L'Afrique dans la diversité qui caractérise à la fois ses territoires, ses systèmes politiques, légaux, sociaux et économiques, n'échappe pas plus que d'autres continents à la mondialisation c'est-à-dire l'irruption systématique et généralisée - bien qu'à des degrés de densité variables - à tous les niveaux et dans tous les aspects de la vie sociale d'enjeux, de modalités d'organisation, de représentations, de modèles culturels et de savoirs, d'outils et de ressources, de biens et de services produits au nord conduisant à réduire les espaces d'autonomie de l'Etat nation et à favoriser la constitution de rapports sociaux et économiques contournant les territoires et s'appuyant toujours plus sur des réseaux qui donnent naissance à de nouvelles représentations du monde en partie non territorialisées.
Ainsi définie la mondialisation se caractériserait par deux traits révélateurs :

  • d'un côté, un changement d'échelle des pratiques sociales au sens large, qui fonde une relecture du principe de territoire au profit de notions nouvelles, de réseaux, d'espaces, de structures archipélagiquesÉimposant de dresser une sorte de nouvelle cartographie des cheminements et des espaces des symboles et des matières de la mondialisation ;

  • de l'autre, et en dépit d'une réglementation de plus en plus générale, le caractère fondamentalement inégal des échanges, tous les partenaires ne contrôlant pas au même degré les flux qui parcourent la planète.

Comme toute dynamique sociale, la mondialisation s'inscrit comme producteur d'un agencement de nouveaux rapports sociaux et comme produit de ceux ci.

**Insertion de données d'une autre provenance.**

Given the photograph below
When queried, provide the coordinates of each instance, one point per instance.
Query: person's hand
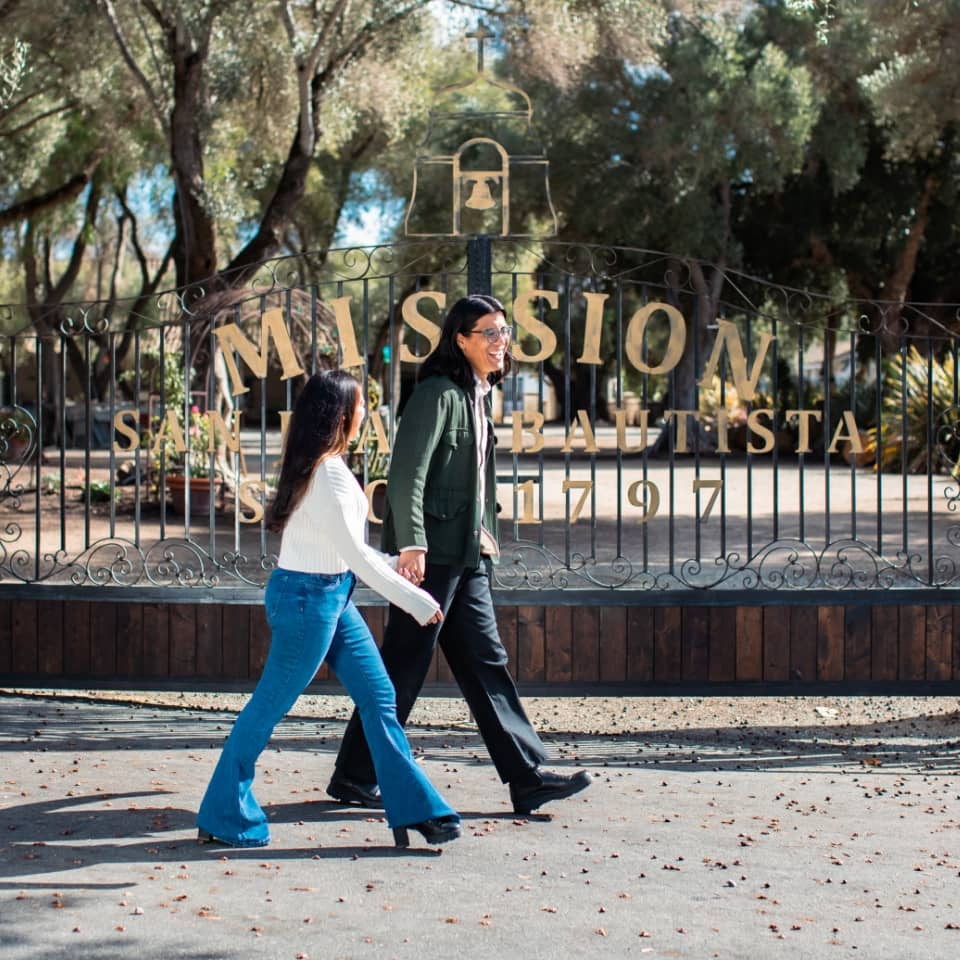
(412, 564)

L'émergence de nouvelles technologies, la circulation de nouvelles ressources, de modèles, de techniques, de savoirs ou encore des idéologies qui les sous-tendent, ouvrent de nouvelles opportunités et génèrent de nouveaux besoins qui sont l'enjeu de nouvelles stratégies et qui tendent à modifier les rapports sociaux et les configurations territoriales (espaces inclus, exclus, lacunaires, en archipel...) lesquels à leur tour contribuent à mettre en forme la mondialisation. En bref, la mondialisation induit à la fois une uniformisation et une différenciation, un peu à la manière de la diffusion linguistique et culturelle qui vient homogénéiser un ensemble mais sans pouvoir réduire les différenciations.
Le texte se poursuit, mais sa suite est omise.